Wherein, countering the lossTwo discriminators D of a modified Cycle-GAN network respectively ₁ 、D ₂ Is a contrast loss of (1), a cyclic consistency loss L _cyc Two generators G for improved Cycle-GAN networks ₁ 、G ₂ Constraint of transform reversibility, identity mapping loss L _identity Is a normalized constraint performed by generating a converted image under the same mode, and the structural consistency is lost L _MIND Is a constraint on the structural similarity of the original image and the generated image, lambda _cyc 、λ _identity 、λ _MIND Respectively represent L _cyc 、L _identity 、L _MIND Is of relative importance of (2);

s5: inputting the first deformation field and the second deformation field into a deformation field fusion network to superimpose the first deformation field and the second deformation field and output a final deformation field, wherein the deformation field fusion network is a 3D convolutional neural network;

s7: comparing the transformed floating image with the reference image to obtain a first total loss function, repeatedly executing steps S2-S7 to train the cross-modal flow sub-network, the single-modal flow sub-network, the deformation field fusion network and the space transformation network by taking the first total loss function as a target, and training the improved Cycle-GAN network by taking the second total loss function as a target until the training is completed, and executing step S8, wherein the first total loss function is as follows:

wherein ,representing the final deformation field, I _r1 Representing a floating image of a first modality, I _r2 A reference image representing a second modality,representing a floating image after a final deformation field distortion transformation, image similarity loss +.>Representing the transformed floating image +.>And image I _r2 Loss of image similarity between->Representing +.>The smoothness is subjected to constrained regularization loss, and lambda is a regularization coefficient;

2. The cross-modality medical image registration method of claim 1, wherein structural consistency is lost L _MIND The method comprises the following steps:

wherein M represents a mode independent domain descriptor MIND, I _r1 Representing a floating image of a first modality, I _r2 Reference image representing second modality, N ₁ and N₂ Respectively represent image I _r1 and I_r2 Wherein R represents a non-local region around voxel x; image G ₁ (I _r2 ) Refers to using generator G ₁ Image I _r2 Converted generated image, image G ₂ (I _r1 ) Refers to using generator G ₂ Image I _r1 And generating an image after conversion.

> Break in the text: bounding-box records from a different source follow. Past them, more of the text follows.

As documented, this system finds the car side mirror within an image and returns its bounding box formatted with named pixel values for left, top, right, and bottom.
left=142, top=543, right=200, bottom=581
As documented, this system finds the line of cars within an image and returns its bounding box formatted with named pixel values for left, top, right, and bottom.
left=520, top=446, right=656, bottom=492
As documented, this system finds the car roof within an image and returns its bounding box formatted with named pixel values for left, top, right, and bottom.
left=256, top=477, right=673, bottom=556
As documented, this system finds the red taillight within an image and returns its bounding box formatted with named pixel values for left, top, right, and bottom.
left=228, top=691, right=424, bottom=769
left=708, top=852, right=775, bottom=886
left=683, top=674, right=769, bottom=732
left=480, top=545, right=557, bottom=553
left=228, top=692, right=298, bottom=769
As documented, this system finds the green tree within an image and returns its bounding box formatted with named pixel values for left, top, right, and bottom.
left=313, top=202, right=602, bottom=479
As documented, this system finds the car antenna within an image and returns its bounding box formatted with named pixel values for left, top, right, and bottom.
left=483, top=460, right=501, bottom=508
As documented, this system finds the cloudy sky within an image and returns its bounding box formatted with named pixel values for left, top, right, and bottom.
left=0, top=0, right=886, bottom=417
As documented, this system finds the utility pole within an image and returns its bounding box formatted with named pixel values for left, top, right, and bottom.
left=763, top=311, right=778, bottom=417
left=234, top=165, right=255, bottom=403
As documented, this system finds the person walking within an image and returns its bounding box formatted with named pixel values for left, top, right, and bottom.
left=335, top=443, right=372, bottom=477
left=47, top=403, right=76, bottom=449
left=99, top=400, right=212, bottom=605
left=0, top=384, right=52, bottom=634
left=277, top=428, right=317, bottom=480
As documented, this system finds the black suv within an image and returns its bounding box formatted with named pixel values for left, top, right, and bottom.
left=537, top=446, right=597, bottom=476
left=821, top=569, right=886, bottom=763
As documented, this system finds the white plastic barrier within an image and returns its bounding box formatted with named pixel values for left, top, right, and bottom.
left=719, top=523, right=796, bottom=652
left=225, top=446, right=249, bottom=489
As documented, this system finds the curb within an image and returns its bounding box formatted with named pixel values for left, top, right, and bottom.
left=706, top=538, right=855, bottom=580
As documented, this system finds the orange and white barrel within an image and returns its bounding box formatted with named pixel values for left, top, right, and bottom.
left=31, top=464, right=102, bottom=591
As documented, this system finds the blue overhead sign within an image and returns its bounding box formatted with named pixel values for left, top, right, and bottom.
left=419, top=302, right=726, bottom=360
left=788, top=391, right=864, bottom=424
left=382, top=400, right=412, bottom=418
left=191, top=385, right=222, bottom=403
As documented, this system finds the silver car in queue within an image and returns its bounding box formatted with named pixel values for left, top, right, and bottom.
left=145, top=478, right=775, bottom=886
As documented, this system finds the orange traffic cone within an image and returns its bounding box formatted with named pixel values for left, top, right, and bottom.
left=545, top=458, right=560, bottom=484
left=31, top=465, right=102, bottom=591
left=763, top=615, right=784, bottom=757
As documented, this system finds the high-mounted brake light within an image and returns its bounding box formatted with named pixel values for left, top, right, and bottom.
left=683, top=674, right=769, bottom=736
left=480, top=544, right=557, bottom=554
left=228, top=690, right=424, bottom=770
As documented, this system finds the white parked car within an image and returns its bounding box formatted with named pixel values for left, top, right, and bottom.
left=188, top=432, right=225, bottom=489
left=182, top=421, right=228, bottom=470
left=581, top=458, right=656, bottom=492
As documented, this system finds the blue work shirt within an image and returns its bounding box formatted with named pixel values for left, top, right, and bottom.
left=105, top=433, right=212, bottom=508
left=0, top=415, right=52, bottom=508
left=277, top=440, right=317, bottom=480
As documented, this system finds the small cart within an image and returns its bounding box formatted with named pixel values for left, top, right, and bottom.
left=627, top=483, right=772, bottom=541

3. The cross-modality medical image registration method of claim 1, wherein the identity mapping loses L _identity The method comprises the following steps:

L _identity ＝||G ₁ (I ₁ )-I ₁ || ₁ +||G ₂ (I ₂ )-I ₂ || ₁

4. The cross-modality medical image registration method of claim 1, wherein the cross-modality flow sub-network employs a UNet network structure, wherein the UNet network structure includes an encoder and a decoder, and wherein convolved layers of the encoder and the decoder employ a skip connection.

5. The cross-modality medical image registration method of claim 1, wherein the single modality flow sub-network employs a UNet network structure, wherein the UNet network structure includes an encoder and a decoder, and wherein convolved layers of the encoder and the decoder employ a skip connection.

6. The cross-modality medical image registration method of claim 1, wherein the spatial transformation network includes a spatial grid generator that generates a sampling grid from the final deformation field, and a sampler that spatially warp the floating image from the sampling grid.

7. A cross-modality medical image registration apparatus comprising a processor and a readable storage medium storing executable instructions executable by the processor, the processor being arranged to cause the cross-modality medical image registration method of any one of claims 1 to 6 to be implemented by the executable instructions.